Why is it that I still see Kat everywhere I go? Why haven't I let go of her? I saw the movie "Memento" last night, which gave me an idea of why I might not let go of her memory. There is a moment in the film when the main character knows that his quest is over. Another guy tells him that he has already finished what he started, but that he needs that mystery in his life in order to go on. Without it his life has no purpose. I don't think I would describe my attachment to a Kat's memory as an act to add purpose to my life. However, I would explain some of my modivation for not entirely moving on. Right now I'm between two places in my life. I have this strong need to do something, and another need to stand exactly where I am, and not move.

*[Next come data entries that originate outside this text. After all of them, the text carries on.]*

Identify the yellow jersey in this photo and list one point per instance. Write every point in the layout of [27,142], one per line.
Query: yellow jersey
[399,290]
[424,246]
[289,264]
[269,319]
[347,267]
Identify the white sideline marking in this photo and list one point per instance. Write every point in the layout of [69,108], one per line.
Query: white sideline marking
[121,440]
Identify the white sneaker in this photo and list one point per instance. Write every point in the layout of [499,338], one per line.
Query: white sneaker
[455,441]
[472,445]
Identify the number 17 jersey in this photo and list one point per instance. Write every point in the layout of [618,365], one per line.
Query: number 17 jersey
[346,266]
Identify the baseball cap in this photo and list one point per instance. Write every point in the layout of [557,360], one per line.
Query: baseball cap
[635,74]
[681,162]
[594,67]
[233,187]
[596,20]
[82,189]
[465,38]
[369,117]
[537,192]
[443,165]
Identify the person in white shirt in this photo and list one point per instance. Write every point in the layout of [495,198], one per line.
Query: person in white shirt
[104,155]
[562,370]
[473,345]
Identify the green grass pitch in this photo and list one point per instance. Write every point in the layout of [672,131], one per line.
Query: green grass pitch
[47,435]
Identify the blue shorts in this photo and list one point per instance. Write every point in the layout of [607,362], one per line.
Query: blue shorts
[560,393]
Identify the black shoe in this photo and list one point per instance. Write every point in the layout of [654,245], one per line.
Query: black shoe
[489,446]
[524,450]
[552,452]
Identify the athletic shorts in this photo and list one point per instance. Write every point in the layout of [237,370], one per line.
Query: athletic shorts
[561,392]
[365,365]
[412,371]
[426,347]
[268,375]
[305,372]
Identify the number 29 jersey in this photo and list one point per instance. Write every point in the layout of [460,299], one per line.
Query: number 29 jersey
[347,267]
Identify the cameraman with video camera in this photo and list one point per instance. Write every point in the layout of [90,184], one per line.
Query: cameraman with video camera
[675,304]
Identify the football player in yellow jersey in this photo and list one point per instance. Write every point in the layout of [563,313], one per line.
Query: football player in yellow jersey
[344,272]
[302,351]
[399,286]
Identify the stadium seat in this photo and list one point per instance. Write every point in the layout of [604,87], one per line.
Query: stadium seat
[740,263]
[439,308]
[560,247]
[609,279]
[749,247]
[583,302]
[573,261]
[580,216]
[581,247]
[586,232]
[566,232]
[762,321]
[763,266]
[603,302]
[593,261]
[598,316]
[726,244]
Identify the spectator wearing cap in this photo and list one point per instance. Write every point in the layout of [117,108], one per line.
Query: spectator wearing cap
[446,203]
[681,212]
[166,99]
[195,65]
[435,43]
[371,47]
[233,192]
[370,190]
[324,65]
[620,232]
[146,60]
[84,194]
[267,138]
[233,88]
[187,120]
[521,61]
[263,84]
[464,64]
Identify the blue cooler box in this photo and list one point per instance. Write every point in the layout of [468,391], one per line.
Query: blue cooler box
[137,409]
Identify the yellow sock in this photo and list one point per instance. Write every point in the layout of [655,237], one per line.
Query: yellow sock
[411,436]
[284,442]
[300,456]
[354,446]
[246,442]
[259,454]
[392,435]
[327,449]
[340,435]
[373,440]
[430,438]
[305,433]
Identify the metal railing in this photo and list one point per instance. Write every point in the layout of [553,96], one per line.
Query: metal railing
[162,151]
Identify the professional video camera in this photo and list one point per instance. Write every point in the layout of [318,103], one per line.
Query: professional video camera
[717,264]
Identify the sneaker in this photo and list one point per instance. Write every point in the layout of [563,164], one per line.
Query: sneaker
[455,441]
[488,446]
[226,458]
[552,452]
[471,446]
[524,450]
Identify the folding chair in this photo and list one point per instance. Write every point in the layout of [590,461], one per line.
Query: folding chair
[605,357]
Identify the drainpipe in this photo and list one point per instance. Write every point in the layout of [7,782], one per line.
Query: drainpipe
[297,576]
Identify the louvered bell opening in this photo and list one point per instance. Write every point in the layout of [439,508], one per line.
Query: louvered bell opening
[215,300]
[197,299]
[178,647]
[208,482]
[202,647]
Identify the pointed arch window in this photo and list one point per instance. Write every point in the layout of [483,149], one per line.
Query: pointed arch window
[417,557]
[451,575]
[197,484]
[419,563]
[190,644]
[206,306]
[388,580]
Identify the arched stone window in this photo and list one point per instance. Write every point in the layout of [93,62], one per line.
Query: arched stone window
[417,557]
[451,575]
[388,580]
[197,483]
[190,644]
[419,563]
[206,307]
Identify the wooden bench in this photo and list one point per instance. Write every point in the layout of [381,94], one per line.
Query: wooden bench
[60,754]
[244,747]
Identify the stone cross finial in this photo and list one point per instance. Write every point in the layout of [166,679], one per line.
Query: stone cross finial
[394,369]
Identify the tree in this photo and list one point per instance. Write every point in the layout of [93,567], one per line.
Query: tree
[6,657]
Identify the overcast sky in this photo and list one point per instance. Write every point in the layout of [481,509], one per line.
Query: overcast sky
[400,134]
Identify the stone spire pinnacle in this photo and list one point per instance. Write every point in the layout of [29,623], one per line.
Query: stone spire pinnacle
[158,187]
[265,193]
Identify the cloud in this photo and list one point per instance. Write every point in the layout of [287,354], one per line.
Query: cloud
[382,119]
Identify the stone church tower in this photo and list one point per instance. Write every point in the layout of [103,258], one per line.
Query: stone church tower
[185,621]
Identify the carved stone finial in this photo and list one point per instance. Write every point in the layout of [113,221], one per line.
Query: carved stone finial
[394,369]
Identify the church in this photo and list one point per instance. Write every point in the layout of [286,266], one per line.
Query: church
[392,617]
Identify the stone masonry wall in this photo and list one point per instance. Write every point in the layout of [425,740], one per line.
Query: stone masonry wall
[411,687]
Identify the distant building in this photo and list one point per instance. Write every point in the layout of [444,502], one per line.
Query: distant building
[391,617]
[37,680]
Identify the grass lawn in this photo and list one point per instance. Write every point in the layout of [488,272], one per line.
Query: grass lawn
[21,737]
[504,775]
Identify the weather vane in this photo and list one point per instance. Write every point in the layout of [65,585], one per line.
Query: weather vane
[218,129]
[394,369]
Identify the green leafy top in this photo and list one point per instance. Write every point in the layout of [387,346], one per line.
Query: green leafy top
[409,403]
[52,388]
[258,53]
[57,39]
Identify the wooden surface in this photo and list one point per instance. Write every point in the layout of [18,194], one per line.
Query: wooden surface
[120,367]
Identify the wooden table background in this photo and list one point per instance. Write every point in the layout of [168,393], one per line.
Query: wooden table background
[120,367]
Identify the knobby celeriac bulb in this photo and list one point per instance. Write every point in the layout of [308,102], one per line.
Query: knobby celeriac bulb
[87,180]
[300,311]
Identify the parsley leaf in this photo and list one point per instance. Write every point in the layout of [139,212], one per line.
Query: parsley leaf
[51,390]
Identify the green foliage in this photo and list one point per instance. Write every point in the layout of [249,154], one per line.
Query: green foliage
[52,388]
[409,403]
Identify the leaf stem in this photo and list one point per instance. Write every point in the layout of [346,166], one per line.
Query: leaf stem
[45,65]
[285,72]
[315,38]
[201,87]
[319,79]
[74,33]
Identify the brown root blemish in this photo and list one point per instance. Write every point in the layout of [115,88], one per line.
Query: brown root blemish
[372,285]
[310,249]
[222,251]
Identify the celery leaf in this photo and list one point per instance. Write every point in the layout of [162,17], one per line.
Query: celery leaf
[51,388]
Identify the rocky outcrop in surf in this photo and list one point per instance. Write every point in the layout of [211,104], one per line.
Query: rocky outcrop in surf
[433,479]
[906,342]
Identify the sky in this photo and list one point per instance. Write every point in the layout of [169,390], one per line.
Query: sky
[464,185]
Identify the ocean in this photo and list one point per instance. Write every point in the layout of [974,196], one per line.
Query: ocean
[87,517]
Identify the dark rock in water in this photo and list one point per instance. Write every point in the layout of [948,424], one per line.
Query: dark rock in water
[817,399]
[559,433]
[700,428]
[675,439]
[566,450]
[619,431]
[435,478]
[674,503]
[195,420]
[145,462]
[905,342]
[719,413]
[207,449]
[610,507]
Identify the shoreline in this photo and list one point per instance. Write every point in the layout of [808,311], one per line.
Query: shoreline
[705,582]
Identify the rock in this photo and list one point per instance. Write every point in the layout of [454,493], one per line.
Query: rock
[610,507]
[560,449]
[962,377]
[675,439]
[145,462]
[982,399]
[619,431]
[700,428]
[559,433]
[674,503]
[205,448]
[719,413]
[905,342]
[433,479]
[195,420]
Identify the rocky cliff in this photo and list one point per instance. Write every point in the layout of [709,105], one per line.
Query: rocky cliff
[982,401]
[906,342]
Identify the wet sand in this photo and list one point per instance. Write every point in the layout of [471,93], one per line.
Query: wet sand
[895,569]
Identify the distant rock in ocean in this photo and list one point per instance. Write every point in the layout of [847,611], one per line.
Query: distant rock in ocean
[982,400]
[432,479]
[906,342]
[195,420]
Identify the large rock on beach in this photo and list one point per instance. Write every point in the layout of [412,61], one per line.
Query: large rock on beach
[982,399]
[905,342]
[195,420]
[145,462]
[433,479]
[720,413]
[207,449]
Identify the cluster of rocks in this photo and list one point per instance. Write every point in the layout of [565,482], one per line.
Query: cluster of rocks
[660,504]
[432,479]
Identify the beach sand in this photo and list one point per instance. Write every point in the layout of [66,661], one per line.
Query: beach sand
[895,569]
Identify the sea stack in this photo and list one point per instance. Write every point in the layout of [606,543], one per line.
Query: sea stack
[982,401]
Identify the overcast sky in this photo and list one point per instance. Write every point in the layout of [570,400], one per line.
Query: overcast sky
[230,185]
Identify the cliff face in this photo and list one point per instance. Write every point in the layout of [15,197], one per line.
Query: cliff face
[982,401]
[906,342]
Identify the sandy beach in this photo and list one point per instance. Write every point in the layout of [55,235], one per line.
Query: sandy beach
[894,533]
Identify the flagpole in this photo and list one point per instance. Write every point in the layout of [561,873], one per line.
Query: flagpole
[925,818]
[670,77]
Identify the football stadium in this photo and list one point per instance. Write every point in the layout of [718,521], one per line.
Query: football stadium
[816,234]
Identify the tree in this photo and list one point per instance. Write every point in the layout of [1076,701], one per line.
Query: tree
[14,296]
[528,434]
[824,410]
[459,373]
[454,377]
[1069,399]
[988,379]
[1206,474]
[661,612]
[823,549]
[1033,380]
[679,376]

The part that wants, and needs, to do something is taking over. But, I've had a resting inertia for so long that I've sorta grown accustomed to it and moving, however compelling, is not always easy. Nevertheless, it is necessary.
My cousin became a mother last Thursday. She's in Mexico, so I don't know the kid's name, or what he looks like. She had to have a cesarean section because the baby was too big... I know I relate because my mother had to have the same thing because she had a little frame, and I was too big. My hoping that my other cousin will send me some of the pictures he said he would. He has a digital camera, so what takes him so long. I wonder.
I think I'm catching something because I've been feeling sick the last couple of days. I'm tired, sleepy and achy all the time. I feel asleep in my car today and I could have just stayed there... if not for that test that I had to take. I think I did well though, unlike last time.
I think I'm going to take a nap right now.